Piotr Wyszomirski: Nie liczyłem się z opiniami 40 milionów fachowców

Łukasz Luciński

Piotr Wyszomirski zdecydował się odejść z Azotów Puławy, by spróbować swoich sił w zagranicznej lidze. Jego wybór padł na Węgry, gdzie będzie bronił barw trzeciej drużyny tamtejszej ligi Csurgói KK.

- Wybrałem ligę węgierską, ponieważ jest to jedna z najsilniejszych lig w Europie. Ponadto młody i perspektywiczny klub z Csurgó ma zakontraktować kilku reprezentantów z innych krajów. Mój nowy zespół ma duże ambicje, gdyż w kolejnych rozgrywkach będziemy mieli szansę pokazać się w europejskich pucharach - uzasadnił swój wybór reprezentant Polski, który z węgierskim zespołem związał się rocznym kontraktem. - Roczna umowa była jednym z moich warunków w negocjacjach z Węgrami - przyznał popularny "Wyszu".

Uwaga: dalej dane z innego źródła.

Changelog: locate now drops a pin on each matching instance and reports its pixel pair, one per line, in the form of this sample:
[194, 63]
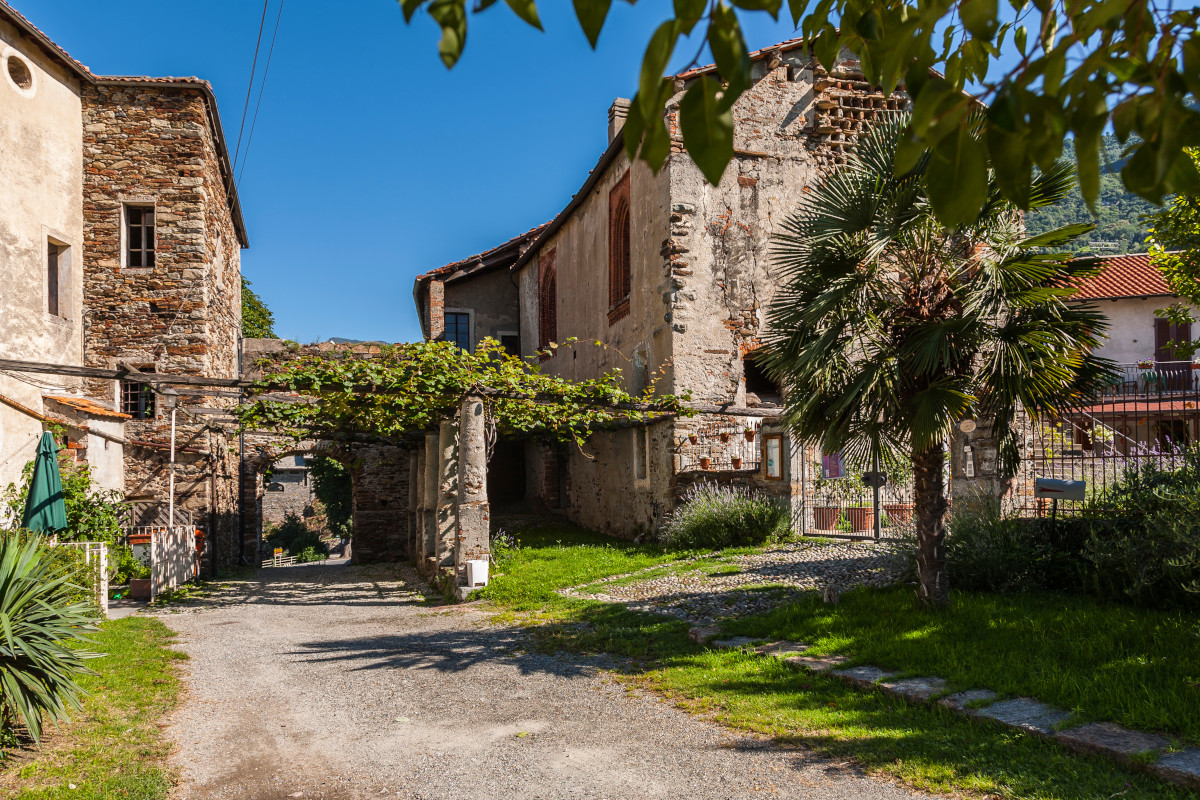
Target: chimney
[617, 114]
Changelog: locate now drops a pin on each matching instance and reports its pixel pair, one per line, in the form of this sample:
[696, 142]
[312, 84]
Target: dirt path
[334, 681]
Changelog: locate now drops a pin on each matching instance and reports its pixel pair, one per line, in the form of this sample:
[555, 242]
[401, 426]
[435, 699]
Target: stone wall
[381, 504]
[154, 145]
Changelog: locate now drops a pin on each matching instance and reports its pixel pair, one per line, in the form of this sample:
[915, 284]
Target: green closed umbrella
[45, 509]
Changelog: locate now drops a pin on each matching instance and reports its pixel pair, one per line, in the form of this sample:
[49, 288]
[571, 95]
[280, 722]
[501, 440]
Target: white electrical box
[477, 573]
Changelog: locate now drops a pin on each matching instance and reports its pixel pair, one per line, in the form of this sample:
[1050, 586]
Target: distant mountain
[1120, 228]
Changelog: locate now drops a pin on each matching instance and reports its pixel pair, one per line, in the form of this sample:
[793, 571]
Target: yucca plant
[40, 618]
[891, 328]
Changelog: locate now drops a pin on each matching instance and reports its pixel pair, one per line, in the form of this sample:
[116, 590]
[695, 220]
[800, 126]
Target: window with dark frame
[547, 301]
[619, 251]
[137, 400]
[139, 235]
[457, 330]
[53, 252]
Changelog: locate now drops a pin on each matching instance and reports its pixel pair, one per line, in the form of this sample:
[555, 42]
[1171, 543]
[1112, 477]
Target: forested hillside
[1120, 228]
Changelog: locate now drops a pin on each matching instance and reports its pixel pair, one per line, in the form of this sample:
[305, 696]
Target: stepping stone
[915, 689]
[1025, 714]
[960, 701]
[1111, 740]
[1180, 768]
[735, 642]
[781, 649]
[817, 663]
[865, 675]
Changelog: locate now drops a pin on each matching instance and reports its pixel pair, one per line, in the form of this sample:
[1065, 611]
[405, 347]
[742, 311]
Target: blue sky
[370, 162]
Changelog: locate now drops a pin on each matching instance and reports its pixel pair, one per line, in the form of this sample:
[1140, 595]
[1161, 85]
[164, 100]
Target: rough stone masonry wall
[153, 145]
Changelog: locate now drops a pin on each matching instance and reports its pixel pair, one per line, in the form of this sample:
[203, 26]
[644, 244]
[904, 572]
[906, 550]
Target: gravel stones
[754, 583]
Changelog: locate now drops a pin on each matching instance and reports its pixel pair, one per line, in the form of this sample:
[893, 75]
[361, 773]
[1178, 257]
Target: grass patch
[1134, 666]
[923, 746]
[114, 749]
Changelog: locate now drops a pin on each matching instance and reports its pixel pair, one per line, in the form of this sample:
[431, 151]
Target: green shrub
[295, 537]
[1137, 542]
[41, 617]
[714, 517]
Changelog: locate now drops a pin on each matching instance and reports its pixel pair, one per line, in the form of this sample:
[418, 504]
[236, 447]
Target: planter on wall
[899, 513]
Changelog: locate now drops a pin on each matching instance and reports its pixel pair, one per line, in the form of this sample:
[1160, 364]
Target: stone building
[141, 233]
[673, 276]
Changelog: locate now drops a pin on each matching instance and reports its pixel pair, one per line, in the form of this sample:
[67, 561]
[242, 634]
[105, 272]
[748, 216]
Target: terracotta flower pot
[899, 513]
[139, 588]
[826, 517]
[861, 517]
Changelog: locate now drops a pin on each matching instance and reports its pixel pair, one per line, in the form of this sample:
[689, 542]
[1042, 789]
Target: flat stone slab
[735, 642]
[781, 649]
[817, 663]
[915, 689]
[960, 701]
[865, 675]
[1026, 714]
[1111, 740]
[1180, 768]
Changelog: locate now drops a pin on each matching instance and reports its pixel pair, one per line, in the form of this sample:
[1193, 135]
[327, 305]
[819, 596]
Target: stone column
[430, 494]
[414, 493]
[448, 492]
[474, 515]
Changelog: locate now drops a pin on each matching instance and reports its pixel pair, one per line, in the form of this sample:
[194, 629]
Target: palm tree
[891, 328]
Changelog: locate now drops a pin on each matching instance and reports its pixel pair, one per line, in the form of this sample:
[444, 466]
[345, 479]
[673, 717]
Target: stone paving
[749, 584]
[1149, 751]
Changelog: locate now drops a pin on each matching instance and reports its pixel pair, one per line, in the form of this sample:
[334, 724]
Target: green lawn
[922, 746]
[114, 749]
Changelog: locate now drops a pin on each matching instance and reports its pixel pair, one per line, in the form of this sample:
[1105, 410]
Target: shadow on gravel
[442, 650]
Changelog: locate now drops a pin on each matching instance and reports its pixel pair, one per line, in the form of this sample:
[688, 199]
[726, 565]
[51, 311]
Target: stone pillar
[430, 494]
[448, 492]
[414, 492]
[474, 515]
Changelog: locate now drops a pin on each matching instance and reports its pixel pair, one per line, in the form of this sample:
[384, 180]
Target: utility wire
[253, 68]
[262, 85]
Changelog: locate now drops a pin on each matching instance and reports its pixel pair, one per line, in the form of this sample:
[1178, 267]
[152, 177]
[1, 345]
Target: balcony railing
[1156, 379]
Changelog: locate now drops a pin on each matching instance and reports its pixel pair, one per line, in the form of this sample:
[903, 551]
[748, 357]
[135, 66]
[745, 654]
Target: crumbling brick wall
[153, 144]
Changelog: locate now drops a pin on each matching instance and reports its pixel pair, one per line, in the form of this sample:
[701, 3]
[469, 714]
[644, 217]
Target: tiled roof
[1123, 276]
[88, 407]
[87, 74]
[474, 263]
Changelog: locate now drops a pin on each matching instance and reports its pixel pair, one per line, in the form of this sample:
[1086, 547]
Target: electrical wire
[253, 70]
[262, 85]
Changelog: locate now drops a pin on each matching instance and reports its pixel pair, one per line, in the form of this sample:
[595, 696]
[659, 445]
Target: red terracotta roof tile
[1123, 276]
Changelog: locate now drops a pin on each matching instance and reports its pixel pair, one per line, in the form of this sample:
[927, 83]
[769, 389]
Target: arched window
[547, 301]
[619, 256]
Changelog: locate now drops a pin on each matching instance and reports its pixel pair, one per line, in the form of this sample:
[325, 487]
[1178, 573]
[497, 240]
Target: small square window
[137, 400]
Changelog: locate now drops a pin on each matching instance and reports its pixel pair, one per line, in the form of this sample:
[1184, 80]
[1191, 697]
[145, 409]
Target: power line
[250, 86]
[262, 85]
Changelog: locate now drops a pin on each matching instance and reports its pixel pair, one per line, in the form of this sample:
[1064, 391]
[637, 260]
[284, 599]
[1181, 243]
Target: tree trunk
[930, 500]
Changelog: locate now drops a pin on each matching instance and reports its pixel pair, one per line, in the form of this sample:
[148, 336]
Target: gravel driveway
[335, 681]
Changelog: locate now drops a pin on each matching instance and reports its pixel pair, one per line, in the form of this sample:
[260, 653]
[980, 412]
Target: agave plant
[892, 328]
[40, 619]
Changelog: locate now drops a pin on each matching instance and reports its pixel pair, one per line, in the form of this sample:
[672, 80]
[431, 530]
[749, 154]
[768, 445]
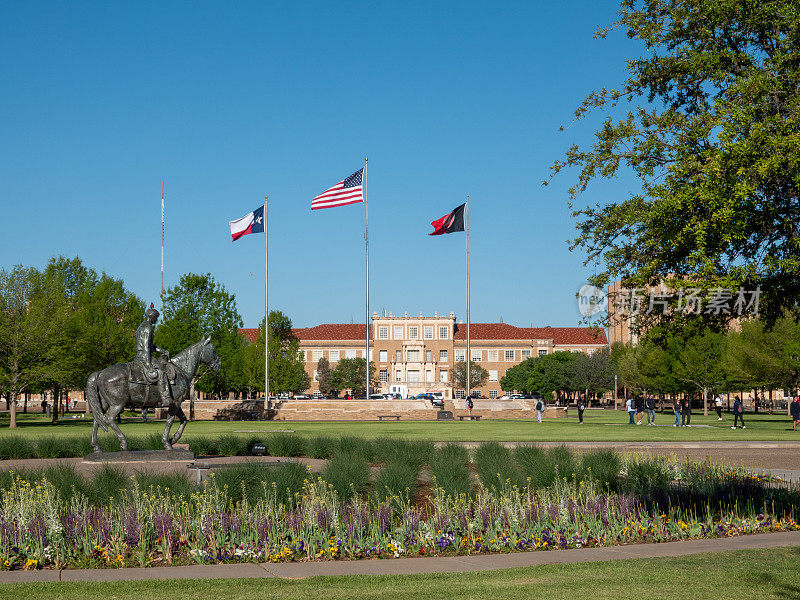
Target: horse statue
[110, 390]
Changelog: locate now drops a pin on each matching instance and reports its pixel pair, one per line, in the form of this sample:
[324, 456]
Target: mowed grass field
[600, 425]
[762, 574]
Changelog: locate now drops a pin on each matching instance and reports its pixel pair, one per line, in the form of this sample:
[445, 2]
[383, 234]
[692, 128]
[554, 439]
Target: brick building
[414, 354]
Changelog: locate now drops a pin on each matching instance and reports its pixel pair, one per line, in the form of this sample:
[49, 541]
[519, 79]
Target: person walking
[581, 408]
[650, 405]
[639, 409]
[794, 410]
[738, 413]
[686, 411]
[676, 408]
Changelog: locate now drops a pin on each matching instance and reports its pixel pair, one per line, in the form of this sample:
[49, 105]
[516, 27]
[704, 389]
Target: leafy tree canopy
[712, 132]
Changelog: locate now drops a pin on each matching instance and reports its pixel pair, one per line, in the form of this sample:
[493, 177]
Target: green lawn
[600, 425]
[761, 574]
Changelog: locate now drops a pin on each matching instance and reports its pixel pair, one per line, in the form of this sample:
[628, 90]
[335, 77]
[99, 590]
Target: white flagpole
[266, 311]
[366, 306]
[469, 353]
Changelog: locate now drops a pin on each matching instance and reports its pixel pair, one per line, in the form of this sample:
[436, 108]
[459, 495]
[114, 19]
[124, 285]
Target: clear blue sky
[228, 102]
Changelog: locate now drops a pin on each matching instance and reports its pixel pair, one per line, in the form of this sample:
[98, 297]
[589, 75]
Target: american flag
[347, 191]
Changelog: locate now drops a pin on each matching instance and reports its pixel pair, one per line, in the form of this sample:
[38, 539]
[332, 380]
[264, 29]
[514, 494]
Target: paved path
[408, 566]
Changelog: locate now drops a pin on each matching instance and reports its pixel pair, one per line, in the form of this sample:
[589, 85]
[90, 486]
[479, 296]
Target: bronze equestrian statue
[144, 383]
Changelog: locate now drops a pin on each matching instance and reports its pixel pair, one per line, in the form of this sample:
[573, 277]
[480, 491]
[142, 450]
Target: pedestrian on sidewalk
[631, 411]
[650, 405]
[639, 408]
[794, 410]
[686, 411]
[738, 413]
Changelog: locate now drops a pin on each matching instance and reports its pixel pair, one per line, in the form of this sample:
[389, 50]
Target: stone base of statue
[140, 456]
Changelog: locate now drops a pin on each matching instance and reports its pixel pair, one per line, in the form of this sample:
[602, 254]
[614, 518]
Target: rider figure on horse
[154, 371]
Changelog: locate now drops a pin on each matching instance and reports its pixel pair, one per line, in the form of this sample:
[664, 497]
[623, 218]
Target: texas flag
[250, 223]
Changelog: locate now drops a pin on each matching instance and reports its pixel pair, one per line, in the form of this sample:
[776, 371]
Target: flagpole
[366, 306]
[266, 311]
[469, 353]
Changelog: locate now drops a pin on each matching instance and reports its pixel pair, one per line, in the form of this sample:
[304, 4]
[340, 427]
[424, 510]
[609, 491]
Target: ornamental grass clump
[16, 447]
[496, 466]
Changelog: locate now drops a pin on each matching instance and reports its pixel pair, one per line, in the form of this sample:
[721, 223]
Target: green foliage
[603, 466]
[286, 369]
[16, 447]
[321, 446]
[348, 473]
[478, 375]
[351, 373]
[199, 306]
[711, 134]
[449, 469]
[286, 444]
[397, 480]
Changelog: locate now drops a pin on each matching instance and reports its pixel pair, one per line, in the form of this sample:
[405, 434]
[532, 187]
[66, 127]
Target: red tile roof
[478, 331]
[332, 331]
[504, 331]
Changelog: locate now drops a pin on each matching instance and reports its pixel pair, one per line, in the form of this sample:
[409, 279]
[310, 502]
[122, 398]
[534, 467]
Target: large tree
[711, 133]
[286, 370]
[199, 306]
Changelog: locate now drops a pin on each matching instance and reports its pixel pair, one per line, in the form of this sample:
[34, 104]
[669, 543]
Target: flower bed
[147, 526]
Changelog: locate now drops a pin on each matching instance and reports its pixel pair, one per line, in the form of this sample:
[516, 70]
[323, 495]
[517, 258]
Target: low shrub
[16, 447]
[348, 473]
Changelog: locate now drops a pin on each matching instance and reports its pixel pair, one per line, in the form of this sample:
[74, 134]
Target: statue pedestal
[140, 456]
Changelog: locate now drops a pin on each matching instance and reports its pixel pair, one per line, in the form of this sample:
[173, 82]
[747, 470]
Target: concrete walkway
[409, 566]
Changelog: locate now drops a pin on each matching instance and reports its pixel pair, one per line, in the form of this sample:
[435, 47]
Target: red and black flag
[450, 223]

- Ostatnio czytałem wywiad z bramkarką SPR-u Lublin i gratuluję Ani Baranowskiej odważnej decyzji. Ja również podjąłem odważną decyzję, nie licząc się z opiniami 40 milionów fachowców w naszym kraju! - stwierdził pochodzący z Warszawy reprezentacyjny golkiper.

Piotr Wyszomirski będzie teraz grał an węgierskich parkietach.